The Malta Independent on Sunday

The obsession continues

Il-kalci qieghed ifur

- ■ Noel Grima

Some time ago, I had reviewed for these pages Carmel Scicluna’s Ossessjoni. In this book of poems I am reviewing today we find, at least in the first part, the same theme of a grownup man’s obsession with a 10year-old Syrian girl which he rescues from her tyrant father.

In some ways, the novel provides more background and contest. Here, in this book, however, things get more graphic. The girl is described as “nuda” almost every time she is mentioned and the man’s inner thoughts become more and more explicit.

There is a stream in the world’s literature that is deeply erotic so an experience­d traveller is not unduly fazed by this. Even so, in this age where everybody lets everything hang out, there is or should be a line that separates freedom of speech from what would otherwise constitute a criminal act.

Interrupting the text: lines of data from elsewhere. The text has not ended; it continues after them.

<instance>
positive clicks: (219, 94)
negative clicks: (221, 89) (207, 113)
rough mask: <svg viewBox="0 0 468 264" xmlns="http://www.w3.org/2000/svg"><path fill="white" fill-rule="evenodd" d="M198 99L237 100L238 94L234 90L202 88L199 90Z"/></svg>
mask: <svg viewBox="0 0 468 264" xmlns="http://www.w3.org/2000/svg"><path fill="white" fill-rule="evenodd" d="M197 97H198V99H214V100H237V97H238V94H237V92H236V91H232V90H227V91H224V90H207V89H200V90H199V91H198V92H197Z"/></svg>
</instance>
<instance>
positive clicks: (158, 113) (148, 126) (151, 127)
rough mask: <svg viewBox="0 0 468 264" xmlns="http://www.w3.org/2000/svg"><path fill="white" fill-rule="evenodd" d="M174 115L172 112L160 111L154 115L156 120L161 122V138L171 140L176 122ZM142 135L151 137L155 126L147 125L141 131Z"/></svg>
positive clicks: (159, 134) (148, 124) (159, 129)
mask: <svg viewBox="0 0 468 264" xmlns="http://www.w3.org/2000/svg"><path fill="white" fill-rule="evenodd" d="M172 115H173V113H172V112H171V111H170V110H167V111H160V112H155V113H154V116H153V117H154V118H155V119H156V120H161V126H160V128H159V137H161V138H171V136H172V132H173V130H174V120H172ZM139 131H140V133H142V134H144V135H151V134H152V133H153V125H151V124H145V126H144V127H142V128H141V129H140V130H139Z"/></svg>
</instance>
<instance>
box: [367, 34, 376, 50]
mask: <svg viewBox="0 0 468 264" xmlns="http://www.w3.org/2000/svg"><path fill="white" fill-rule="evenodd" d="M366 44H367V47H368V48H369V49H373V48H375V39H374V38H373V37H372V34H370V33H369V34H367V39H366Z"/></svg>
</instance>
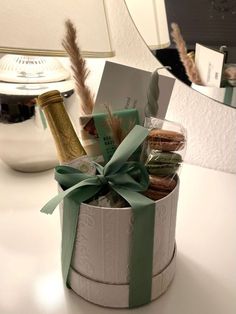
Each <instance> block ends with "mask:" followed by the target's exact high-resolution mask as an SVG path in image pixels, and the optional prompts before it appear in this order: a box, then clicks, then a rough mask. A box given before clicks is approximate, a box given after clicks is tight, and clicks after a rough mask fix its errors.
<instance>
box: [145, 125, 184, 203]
mask: <svg viewBox="0 0 236 314" xmlns="http://www.w3.org/2000/svg"><path fill="white" fill-rule="evenodd" d="M147 141H148V151H149V154H148V158H147V160H146V163H145V166H146V168H147V171H148V172H149V174H150V176H149V180H150V185H149V188H148V190H147V191H146V192H145V195H146V196H147V197H149V198H151V199H153V200H158V199H161V198H163V197H165V196H167V195H168V194H169V193H170V192H171V191H172V190H173V189H174V188H175V186H176V173H177V171H178V169H179V167H180V165H181V163H182V161H183V159H182V155H181V154H180V153H179V151H181V150H183V148H184V147H185V142H186V139H185V136H184V134H182V133H180V132H176V131H171V130H164V129H158V128H154V129H152V130H151V131H150V133H149V136H148V139H147Z"/></svg>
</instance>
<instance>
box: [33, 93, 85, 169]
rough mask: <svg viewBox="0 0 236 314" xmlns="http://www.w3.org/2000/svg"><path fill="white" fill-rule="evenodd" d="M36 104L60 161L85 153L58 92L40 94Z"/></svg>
mask: <svg viewBox="0 0 236 314" xmlns="http://www.w3.org/2000/svg"><path fill="white" fill-rule="evenodd" d="M38 105H39V106H40V107H41V108H42V109H43V111H44V114H45V116H46V119H47V122H48V125H49V127H50V129H51V132H52V135H53V138H54V142H55V144H56V148H57V154H58V159H59V161H60V163H69V162H71V161H73V160H74V159H77V158H78V157H81V156H83V155H86V153H85V150H84V148H83V147H82V145H81V143H80V141H79V139H78V137H77V134H76V133H75V130H74V128H73V126H72V123H71V121H70V118H69V116H68V114H67V112H66V109H65V106H64V103H63V98H62V96H61V94H60V92H59V91H57V90H52V91H49V92H46V93H44V94H42V95H40V96H39V97H38Z"/></svg>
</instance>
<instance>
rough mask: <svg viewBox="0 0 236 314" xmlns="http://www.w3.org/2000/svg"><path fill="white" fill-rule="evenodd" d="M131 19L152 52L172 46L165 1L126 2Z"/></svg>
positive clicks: (141, 0) (149, 0) (139, 0)
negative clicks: (133, 22)
mask: <svg viewBox="0 0 236 314" xmlns="http://www.w3.org/2000/svg"><path fill="white" fill-rule="evenodd" d="M125 2H126V5H127V8H128V10H129V12H130V15H131V18H132V19H133V21H134V24H135V25H136V27H137V29H138V31H139V33H140V35H141V36H142V37H143V39H144V41H145V42H146V44H147V45H148V47H149V48H150V49H151V50H156V49H162V48H166V47H168V46H169V45H170V38H169V31H168V24H167V17H166V8H165V1H164V0H125Z"/></svg>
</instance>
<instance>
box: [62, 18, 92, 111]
mask: <svg viewBox="0 0 236 314" xmlns="http://www.w3.org/2000/svg"><path fill="white" fill-rule="evenodd" d="M65 26H66V36H65V38H64V39H63V40H62V46H63V47H64V49H65V50H66V52H67V54H68V55H69V58H70V62H71V69H72V71H73V78H74V80H75V88H76V92H77V94H78V95H79V96H80V98H81V101H82V111H83V113H84V114H91V113H92V111H93V107H94V97H93V95H92V94H91V91H90V90H89V88H88V87H87V86H86V84H85V81H86V79H87V77H88V74H89V71H88V69H87V68H86V62H85V60H84V59H83V57H82V55H81V51H80V48H79V46H78V45H77V43H76V37H77V36H76V29H75V27H74V25H73V23H72V22H71V21H70V20H67V21H66V22H65Z"/></svg>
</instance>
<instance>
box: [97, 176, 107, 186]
mask: <svg viewBox="0 0 236 314" xmlns="http://www.w3.org/2000/svg"><path fill="white" fill-rule="evenodd" d="M97 178H98V180H99V181H100V183H101V185H107V184H108V178H107V177H105V176H103V175H102V174H98V175H97Z"/></svg>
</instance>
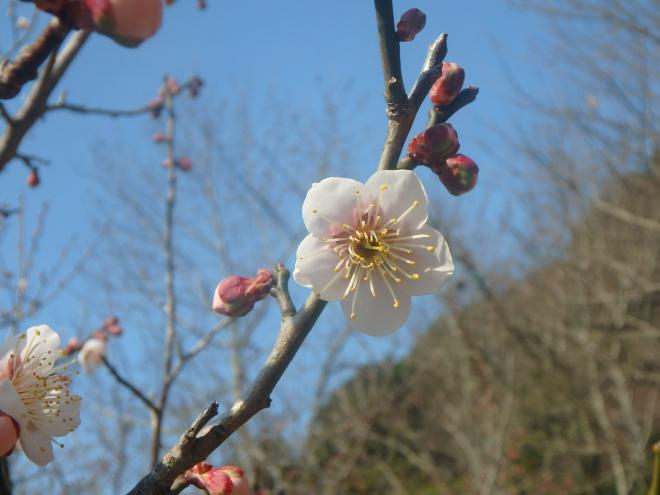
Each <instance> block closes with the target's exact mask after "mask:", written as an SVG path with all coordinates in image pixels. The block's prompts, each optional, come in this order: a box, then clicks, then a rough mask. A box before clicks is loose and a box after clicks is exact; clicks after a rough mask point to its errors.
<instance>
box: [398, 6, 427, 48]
mask: <svg viewBox="0 0 660 495" xmlns="http://www.w3.org/2000/svg"><path fill="white" fill-rule="evenodd" d="M425 25H426V14H425V13H424V12H422V11H421V10H419V9H410V10H406V11H405V12H404V13H403V14H402V15H401V19H399V22H398V23H397V25H396V35H397V37H398V38H399V41H412V40H414V39H415V36H417V33H419V32H420V31H421V30H422V29H424V26H425Z"/></svg>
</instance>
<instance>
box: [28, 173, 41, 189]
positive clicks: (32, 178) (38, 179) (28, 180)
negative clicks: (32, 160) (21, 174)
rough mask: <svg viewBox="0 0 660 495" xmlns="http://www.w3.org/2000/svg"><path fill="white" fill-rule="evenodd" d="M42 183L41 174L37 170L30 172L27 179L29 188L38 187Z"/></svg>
mask: <svg viewBox="0 0 660 495" xmlns="http://www.w3.org/2000/svg"><path fill="white" fill-rule="evenodd" d="M40 182H41V179H40V178H39V172H37V170H36V169H32V172H30V175H28V178H27V185H28V186H29V187H37V186H38V185H39V183H40Z"/></svg>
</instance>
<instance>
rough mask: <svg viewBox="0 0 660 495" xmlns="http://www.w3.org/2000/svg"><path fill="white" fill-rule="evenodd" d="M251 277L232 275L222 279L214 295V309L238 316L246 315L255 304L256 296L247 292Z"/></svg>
mask: <svg viewBox="0 0 660 495" xmlns="http://www.w3.org/2000/svg"><path fill="white" fill-rule="evenodd" d="M250 283H251V279H249V278H246V277H239V276H238V275H232V276H230V277H227V278H226V279H224V280H222V281H221V282H220V283H219V284H218V286H217V287H216V289H215V293H214V295H213V311H215V312H216V313H220V314H221V315H225V316H230V317H232V318H236V317H238V316H243V315H246V314H247V313H249V312H250V310H251V309H252V307H253V306H254V298H253V297H251V296H248V295H246V294H245V291H246V290H247V288H248V287H249V286H250Z"/></svg>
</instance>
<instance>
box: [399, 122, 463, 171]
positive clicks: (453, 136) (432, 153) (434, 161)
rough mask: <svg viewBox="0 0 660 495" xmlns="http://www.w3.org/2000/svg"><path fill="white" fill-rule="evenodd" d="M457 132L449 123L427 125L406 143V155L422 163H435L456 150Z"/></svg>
mask: <svg viewBox="0 0 660 495" xmlns="http://www.w3.org/2000/svg"><path fill="white" fill-rule="evenodd" d="M459 147H460V144H459V142H458V134H457V133H456V130H455V129H454V128H453V127H452V126H451V124H438V125H434V126H432V127H429V128H428V129H426V130H425V131H424V132H422V133H421V134H418V135H417V136H415V137H414V138H413V139H412V141H410V144H409V145H408V156H410V158H411V159H412V160H413V161H414V162H415V163H421V164H423V165H428V166H432V165H437V164H440V163H443V162H444V161H445V160H446V159H447V158H449V157H450V156H452V155H453V154H455V153H456V152H457V151H458V148H459Z"/></svg>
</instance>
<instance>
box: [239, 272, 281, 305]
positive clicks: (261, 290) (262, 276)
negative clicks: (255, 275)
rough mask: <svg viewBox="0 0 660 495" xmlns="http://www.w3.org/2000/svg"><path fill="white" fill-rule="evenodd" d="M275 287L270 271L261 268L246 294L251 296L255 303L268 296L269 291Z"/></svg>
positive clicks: (272, 274) (271, 274)
mask: <svg viewBox="0 0 660 495" xmlns="http://www.w3.org/2000/svg"><path fill="white" fill-rule="evenodd" d="M274 286H275V278H274V277H273V274H272V273H271V271H270V270H266V269H265V268H261V269H260V270H259V271H257V276H256V277H255V278H253V279H252V284H251V285H250V287H248V288H247V290H246V294H249V295H252V296H253V297H255V298H256V300H257V301H260V300H261V299H263V298H264V297H266V296H268V294H270V289H272V288H273V287H274Z"/></svg>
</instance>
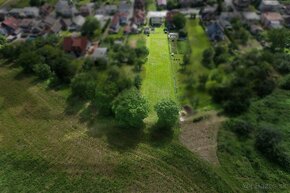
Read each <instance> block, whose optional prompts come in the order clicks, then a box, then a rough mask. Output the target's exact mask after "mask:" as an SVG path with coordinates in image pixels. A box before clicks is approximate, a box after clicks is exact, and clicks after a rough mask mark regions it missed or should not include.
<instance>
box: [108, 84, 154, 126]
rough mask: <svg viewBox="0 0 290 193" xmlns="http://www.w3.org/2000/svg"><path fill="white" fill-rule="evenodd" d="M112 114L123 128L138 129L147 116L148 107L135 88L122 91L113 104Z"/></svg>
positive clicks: (139, 93)
mask: <svg viewBox="0 0 290 193" xmlns="http://www.w3.org/2000/svg"><path fill="white" fill-rule="evenodd" d="M112 109H113V112H114V114H115V117H116V119H117V121H118V122H119V123H120V125H121V126H123V127H132V128H140V127H142V126H143V124H144V123H143V119H145V118H146V117H147V116H148V112H149V107H148V104H147V102H146V100H145V99H144V98H143V97H142V96H141V94H140V93H139V92H138V90H137V89H136V88H132V89H128V90H124V91H123V92H122V93H120V95H119V96H118V97H117V98H116V99H115V100H114V102H113V108H112Z"/></svg>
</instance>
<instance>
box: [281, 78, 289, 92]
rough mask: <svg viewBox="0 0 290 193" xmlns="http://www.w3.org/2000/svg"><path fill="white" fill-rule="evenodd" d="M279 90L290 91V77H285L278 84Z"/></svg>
mask: <svg viewBox="0 0 290 193" xmlns="http://www.w3.org/2000/svg"><path fill="white" fill-rule="evenodd" d="M280 88H282V89H284V90H290V75H287V76H285V77H284V78H283V80H282V81H281V82H280Z"/></svg>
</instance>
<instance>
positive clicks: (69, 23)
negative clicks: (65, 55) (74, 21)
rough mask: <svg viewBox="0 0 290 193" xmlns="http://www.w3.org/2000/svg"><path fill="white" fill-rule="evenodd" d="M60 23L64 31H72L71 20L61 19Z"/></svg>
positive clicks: (62, 28) (71, 20)
mask: <svg viewBox="0 0 290 193" xmlns="http://www.w3.org/2000/svg"><path fill="white" fill-rule="evenodd" d="M60 23H61V25H62V30H69V31H70V29H71V26H72V24H73V22H72V19H71V18H62V19H60Z"/></svg>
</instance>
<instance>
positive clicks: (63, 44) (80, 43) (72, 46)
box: [63, 37, 89, 56]
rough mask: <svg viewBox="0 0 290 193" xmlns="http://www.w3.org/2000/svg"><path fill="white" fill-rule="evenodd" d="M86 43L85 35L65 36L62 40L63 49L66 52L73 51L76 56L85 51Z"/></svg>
mask: <svg viewBox="0 0 290 193" xmlns="http://www.w3.org/2000/svg"><path fill="white" fill-rule="evenodd" d="M88 43H89V41H88V39H87V38H86V37H66V38H64V40H63V49H64V51H66V52H69V53H74V54H75V55H76V56H81V55H82V54H84V53H85V52H86V49H87V46H88Z"/></svg>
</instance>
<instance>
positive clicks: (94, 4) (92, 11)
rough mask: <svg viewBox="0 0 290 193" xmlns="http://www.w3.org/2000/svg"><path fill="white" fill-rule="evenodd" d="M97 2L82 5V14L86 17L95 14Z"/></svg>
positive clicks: (81, 6)
mask: <svg viewBox="0 0 290 193" xmlns="http://www.w3.org/2000/svg"><path fill="white" fill-rule="evenodd" d="M94 9H95V4H94V3H88V4H86V5H83V6H81V7H80V11H79V12H80V14H81V15H82V16H84V17H87V16H90V15H93V14H94Z"/></svg>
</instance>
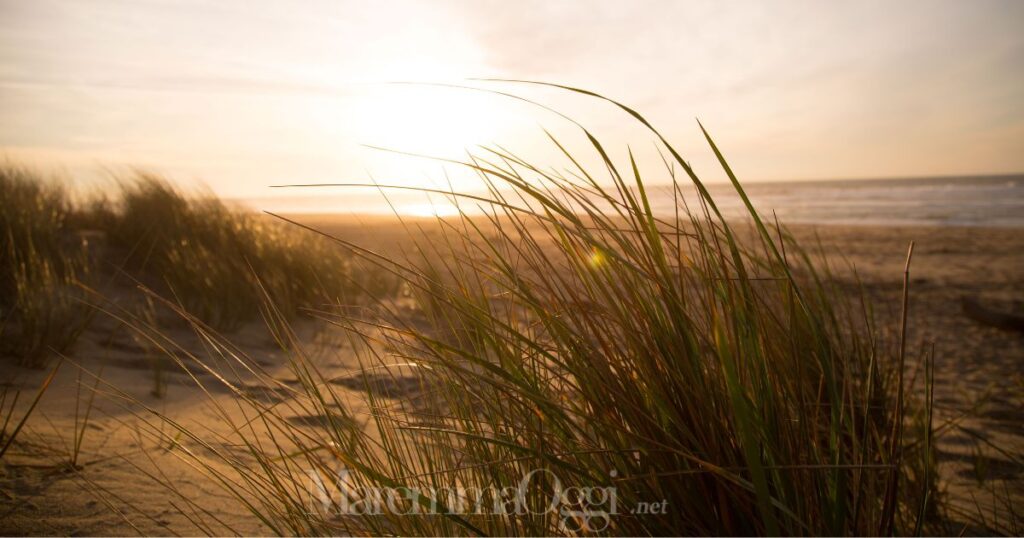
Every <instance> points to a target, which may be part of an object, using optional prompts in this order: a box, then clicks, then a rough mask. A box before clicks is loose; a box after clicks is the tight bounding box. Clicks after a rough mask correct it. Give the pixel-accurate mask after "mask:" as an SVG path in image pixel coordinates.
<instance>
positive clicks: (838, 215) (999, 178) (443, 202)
mask: <svg viewBox="0 0 1024 538" xmlns="http://www.w3.org/2000/svg"><path fill="white" fill-rule="evenodd" d="M708 187H709V190H710V191H711V193H712V196H713V198H714V199H715V201H716V203H717V204H718V206H719V208H720V209H721V211H722V213H723V214H724V215H725V216H726V217H728V218H732V217H736V218H743V217H745V216H746V211H745V209H744V207H743V205H742V202H741V200H740V199H739V197H738V196H737V195H736V193H735V191H734V190H733V189H732V187H731V185H729V184H727V183H725V184H723V183H715V184H709V185H708ZM743 187H744V189H745V190H746V193H748V195H749V196H750V198H751V200H752V202H753V203H754V206H755V207H756V208H757V209H758V211H760V212H761V214H762V215H768V216H770V215H771V214H772V211H774V212H775V213H776V214H778V217H779V220H781V221H783V222H787V223H815V224H868V225H938V226H998V227H1024V174H1016V175H998V176H992V175H988V176H946V177H922V178H894V179H838V180H810V181H806V180H805V181H752V182H749V183H744V185H743ZM289 191H291V192H289ZM687 191H692V187H689V185H687V189H684V192H687ZM647 192H648V196H649V198H650V201H651V207H652V210H653V211H654V213H655V214H660V215H663V216H667V217H671V216H672V215H673V214H674V204H675V202H674V197H673V193H672V188H671V187H669V185H648V187H647ZM387 193H388V201H389V202H390V204H388V203H386V202H385V201H384V200H383V198H382V195H381V194H380V193H379V192H373V191H370V192H368V191H366V190H352V191H345V190H337V189H335V190H330V191H329V192H319V194H317V192H316V191H314V190H308V189H305V190H288V191H283V192H282V194H283V195H285V196H282V197H278V198H273V199H269V198H264V199H249V200H245V201H243V202H244V204H245V205H248V206H250V207H252V208H255V209H260V210H263V209H266V210H270V211H274V212H282V213H339V214H384V213H390V212H392V211H397V212H398V213H400V214H404V215H412V216H431V215H433V214H440V215H447V214H452V213H454V212H455V208H454V207H453V206H452V205H451V204H449V203H447V202H446V201H445V200H444V197H442V196H438V195H431V196H427V195H423V194H419V193H411V192H409V191H387ZM687 200H688V201H689V202H690V203H693V202H694V201H695V198H694V197H693V196H687ZM475 206H476V203H475V202H471V201H470V202H467V203H465V204H464V205H463V208H464V209H468V210H469V211H473V210H474V208H475ZM691 207H695V206H691Z"/></svg>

The other part of the book contains poems on other subjects. The subject matter takes on various forms, from ancient esoterism to apocalypti­c phantasies on the present Pope as a “false prophet”.

Scicluna’s word creation is always lovely to read. He has a way of either inventing new meanings for used words or else creating new words from ordinary words.

This book also allows him to show us his range of reading and cultural knowledge, quoting or referring at various times to Samuel Becket, Rilke, Hans Bellmer, and to artists such as Picasso, Leonardo or Goya. It is, in its way, a remarkable tour de force.